La spéculation des terres dans la mire du Sénat
Depuis un peu plus d’un mois, le Comité sénatorial de l’agriculture et des forêts entend des témoins en provenance d’un peu partout au pays pour comprendre les causes de la spéculation des terres et les défis qu’elle pose.
« Il se dégage à peu près le même constat, souligne le sénateur Ghislain Maltais, qui préside le Comité. La spéculation fait en sorte que ce ne sont pas les propriétaires qui cultivent les terres, et ceux qui les louent sont obligés d’aller vers des monocultures pour que cela soit rentable. » M. Maltais s’inquiète de l’impact de cette spéculation sur la diversité des cultures, mais aussi de l’impossibilité pour la relève de rivaliser avec de grands joueurs qui achètent des terres à fort prix parce qu’il s’agit d’un placement sûr.
Relève vs Goliath
La valeur des terres a sextuplé en 15 ans, selon les chiffres fournis par la Fédération de la relève agricole du Québec (FRAQ) lors de son passage à Ottawa le 22 novembre. La présidente Michèle Lalancette en a profité pour témoigner de son expérience personnelle à la petite ferme laitière d’Hébertville-Station, au Lac-Saint-Jean, dont elle prendra la relève. Il y a quelques années, sa famille a vu s’envoler son projet d’acquérir une terre voisine lorsque la Banque Nationale l’a achetée 3,5 fois plus cher que sa valeur.
« Maintenant, si un producteur veut vendre et qu’une relève appelle, il va dire que Pangea [qui a repris les terres de la Banque Nationale] lui a fait une offre. C’est peut-être même pas vrai, mais reste qu’ils sont sur le marché et qu’ils sont capables de payer de gros prix, alors les gens s’en servent [pour négocier] », a raconté Michèle Lalancette devant les sénateurs.
Le directeur général de l’Union des producteurs agricoles (UPA), Charles-Félix Ross, a pour sa part été entendu comme témoin le 17 novembre. Il a expliqué qu’en l’absence d’un outil provincial de surveillance, son organisation a fait l’exercice laborieux de retracer les nouveaux acquéreurs : « Lorsqu’on regarde qui transige les terres, oui, il y a beaucoup d’agriculteurs, mais il y a également beaucoup de compagnies à numéro et lorsqu’on fouille un peu, c’est souvent des compagnies qui appartiennent à des promoteurs immobiliers ou à des firmes d’avocats. »

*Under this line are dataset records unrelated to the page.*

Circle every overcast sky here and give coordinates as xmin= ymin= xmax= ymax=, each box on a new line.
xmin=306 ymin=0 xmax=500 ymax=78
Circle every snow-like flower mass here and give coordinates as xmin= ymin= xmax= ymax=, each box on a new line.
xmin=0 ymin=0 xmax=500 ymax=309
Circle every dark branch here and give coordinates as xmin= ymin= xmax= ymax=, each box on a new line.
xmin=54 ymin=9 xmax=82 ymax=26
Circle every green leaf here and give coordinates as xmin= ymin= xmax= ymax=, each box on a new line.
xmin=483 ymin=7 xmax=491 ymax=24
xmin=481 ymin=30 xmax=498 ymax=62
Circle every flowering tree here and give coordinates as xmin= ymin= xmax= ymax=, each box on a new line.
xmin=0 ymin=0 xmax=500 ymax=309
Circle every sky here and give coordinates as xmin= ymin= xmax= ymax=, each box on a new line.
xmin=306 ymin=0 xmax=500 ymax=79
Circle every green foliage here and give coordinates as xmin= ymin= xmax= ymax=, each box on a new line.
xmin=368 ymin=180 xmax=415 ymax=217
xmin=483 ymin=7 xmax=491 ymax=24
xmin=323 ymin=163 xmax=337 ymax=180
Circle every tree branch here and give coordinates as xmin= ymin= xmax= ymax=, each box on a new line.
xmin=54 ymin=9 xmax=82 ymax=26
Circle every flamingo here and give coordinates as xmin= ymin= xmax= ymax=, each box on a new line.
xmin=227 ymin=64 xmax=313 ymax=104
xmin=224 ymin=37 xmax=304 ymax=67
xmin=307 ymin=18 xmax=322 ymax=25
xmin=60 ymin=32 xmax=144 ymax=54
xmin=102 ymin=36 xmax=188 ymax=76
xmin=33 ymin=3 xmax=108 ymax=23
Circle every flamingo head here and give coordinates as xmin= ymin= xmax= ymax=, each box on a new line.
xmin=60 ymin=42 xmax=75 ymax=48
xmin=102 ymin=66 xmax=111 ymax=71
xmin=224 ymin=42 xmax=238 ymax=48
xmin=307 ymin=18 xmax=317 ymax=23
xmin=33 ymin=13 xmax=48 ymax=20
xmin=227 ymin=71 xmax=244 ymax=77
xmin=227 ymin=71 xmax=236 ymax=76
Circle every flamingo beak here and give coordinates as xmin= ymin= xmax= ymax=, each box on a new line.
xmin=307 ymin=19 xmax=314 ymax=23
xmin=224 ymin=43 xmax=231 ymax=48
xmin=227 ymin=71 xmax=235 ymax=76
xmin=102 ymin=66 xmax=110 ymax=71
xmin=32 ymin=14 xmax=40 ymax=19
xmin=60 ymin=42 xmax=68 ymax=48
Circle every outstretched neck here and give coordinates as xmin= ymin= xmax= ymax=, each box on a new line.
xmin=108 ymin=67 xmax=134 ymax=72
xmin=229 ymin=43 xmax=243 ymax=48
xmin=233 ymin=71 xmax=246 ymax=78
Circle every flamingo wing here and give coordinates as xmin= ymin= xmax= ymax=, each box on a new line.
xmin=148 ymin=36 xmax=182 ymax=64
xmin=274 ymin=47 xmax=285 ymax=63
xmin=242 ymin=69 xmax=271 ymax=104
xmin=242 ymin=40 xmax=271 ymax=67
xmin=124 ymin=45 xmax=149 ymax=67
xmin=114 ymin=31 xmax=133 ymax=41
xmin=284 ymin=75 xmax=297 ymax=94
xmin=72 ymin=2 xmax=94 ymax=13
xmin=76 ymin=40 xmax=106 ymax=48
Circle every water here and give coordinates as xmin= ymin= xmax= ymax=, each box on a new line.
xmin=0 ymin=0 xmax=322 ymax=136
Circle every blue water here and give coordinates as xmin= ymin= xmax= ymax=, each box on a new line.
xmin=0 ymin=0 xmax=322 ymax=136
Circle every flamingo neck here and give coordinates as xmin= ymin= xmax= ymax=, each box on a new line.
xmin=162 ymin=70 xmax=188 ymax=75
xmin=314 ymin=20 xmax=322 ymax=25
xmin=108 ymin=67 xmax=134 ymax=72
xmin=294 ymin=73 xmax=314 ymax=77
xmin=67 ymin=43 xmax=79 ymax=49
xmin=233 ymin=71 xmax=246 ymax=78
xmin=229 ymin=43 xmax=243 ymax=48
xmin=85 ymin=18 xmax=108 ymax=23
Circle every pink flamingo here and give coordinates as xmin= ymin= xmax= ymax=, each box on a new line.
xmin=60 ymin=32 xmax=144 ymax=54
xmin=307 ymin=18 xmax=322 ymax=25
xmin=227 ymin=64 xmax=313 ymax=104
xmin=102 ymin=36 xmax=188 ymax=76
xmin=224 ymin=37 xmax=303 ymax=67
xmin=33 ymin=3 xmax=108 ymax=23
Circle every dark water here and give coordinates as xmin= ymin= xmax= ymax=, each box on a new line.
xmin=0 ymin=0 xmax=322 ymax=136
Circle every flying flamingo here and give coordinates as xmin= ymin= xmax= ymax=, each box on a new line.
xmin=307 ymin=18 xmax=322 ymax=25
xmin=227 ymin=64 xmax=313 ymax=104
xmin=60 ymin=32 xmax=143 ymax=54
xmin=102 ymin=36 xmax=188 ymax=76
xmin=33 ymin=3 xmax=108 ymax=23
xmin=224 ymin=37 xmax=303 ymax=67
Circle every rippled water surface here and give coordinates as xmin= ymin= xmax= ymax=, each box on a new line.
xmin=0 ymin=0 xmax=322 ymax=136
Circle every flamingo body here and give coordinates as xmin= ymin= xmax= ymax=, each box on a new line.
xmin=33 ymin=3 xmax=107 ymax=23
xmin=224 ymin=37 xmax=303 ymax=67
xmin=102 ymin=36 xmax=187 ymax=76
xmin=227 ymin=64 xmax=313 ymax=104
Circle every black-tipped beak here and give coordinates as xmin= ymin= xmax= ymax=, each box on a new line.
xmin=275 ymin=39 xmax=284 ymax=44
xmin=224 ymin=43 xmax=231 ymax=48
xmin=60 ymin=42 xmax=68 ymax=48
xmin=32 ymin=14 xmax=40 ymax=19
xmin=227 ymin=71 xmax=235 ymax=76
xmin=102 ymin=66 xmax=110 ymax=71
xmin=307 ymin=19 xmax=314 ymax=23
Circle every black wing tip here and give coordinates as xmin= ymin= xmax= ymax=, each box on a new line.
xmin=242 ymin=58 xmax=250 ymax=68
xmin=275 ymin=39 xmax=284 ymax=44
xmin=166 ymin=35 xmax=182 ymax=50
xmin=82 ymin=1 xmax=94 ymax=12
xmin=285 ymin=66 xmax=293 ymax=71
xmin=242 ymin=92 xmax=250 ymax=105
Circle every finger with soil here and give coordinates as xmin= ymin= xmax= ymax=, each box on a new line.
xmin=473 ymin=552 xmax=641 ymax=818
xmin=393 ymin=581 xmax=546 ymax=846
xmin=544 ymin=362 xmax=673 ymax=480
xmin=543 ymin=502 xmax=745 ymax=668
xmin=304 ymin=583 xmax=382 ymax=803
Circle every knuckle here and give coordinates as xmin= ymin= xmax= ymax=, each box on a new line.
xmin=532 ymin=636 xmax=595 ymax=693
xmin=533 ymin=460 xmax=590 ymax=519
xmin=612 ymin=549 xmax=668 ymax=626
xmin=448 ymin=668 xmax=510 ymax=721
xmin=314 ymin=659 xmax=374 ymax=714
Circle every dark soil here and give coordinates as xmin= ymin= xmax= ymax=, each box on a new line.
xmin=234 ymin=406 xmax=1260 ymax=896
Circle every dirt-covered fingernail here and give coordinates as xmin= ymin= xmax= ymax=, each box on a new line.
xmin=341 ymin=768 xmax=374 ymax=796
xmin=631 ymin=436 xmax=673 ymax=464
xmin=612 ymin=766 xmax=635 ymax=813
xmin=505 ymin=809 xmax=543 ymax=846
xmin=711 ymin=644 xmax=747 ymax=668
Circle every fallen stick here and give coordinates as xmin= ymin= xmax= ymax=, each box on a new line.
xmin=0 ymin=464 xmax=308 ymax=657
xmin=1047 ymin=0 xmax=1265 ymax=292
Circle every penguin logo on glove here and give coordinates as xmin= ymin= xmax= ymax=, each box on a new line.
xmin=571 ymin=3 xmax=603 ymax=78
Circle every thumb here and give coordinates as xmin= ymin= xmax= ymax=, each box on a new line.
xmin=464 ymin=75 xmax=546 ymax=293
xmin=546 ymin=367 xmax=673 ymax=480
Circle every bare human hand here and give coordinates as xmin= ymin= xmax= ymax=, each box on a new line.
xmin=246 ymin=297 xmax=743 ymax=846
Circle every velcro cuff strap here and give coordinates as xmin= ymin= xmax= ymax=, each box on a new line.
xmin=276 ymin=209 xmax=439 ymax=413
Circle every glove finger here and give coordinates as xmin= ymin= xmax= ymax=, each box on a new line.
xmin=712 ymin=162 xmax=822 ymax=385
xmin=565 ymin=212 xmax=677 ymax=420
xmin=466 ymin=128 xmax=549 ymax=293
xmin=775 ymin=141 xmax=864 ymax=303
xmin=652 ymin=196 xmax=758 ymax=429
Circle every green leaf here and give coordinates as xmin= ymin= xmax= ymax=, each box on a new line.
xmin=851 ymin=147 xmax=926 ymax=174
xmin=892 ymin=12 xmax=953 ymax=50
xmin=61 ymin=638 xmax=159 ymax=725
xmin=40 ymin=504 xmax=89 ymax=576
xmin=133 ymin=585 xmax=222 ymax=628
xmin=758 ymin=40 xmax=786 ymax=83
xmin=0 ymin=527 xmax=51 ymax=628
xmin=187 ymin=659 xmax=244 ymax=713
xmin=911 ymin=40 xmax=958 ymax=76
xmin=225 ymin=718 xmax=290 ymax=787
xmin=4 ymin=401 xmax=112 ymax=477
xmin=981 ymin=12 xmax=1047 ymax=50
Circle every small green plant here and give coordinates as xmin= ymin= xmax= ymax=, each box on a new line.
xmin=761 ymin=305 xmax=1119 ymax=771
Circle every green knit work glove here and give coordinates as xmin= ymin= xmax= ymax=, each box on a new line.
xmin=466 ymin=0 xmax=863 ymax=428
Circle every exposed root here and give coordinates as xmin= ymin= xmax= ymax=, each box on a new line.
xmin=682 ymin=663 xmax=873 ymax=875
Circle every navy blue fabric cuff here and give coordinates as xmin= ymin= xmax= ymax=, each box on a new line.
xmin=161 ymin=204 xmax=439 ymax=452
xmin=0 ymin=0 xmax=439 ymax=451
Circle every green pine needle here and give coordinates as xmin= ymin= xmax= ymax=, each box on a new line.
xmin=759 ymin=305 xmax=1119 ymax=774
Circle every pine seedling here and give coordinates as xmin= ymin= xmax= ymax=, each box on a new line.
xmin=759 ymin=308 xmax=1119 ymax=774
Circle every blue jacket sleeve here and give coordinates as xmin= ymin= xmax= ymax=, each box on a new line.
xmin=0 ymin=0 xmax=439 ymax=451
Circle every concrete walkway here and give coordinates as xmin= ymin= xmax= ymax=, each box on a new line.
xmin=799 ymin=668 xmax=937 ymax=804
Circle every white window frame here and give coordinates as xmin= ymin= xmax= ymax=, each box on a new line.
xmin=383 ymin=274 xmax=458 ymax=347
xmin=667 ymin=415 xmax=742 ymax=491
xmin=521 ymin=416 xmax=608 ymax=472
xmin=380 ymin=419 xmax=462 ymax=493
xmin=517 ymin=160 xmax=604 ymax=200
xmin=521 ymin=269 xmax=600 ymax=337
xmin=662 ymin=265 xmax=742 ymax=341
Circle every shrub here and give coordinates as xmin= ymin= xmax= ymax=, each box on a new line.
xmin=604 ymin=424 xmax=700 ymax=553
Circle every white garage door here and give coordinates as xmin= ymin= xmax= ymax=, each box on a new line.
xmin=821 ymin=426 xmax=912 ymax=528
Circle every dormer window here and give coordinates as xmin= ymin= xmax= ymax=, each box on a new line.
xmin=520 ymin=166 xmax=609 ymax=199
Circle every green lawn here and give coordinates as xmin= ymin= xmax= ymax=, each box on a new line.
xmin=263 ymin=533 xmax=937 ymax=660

4 000 ha dézonés par année
À une question du sénateur conservateur Jean-Guy Dagenais sur l’étalement urbain, M. Ross a révélé que les terres agricoles dézonées au Québec depuis 10 ans représentent l’équivalent du territoire de l’île de Montréal.
Le rapport contenant les recommandations du comité sénatorial est attendu d’ici le 30 juin 2017. Il sera transmis au gouvernement fédéral, qui décidera s’il y donne suite ou non.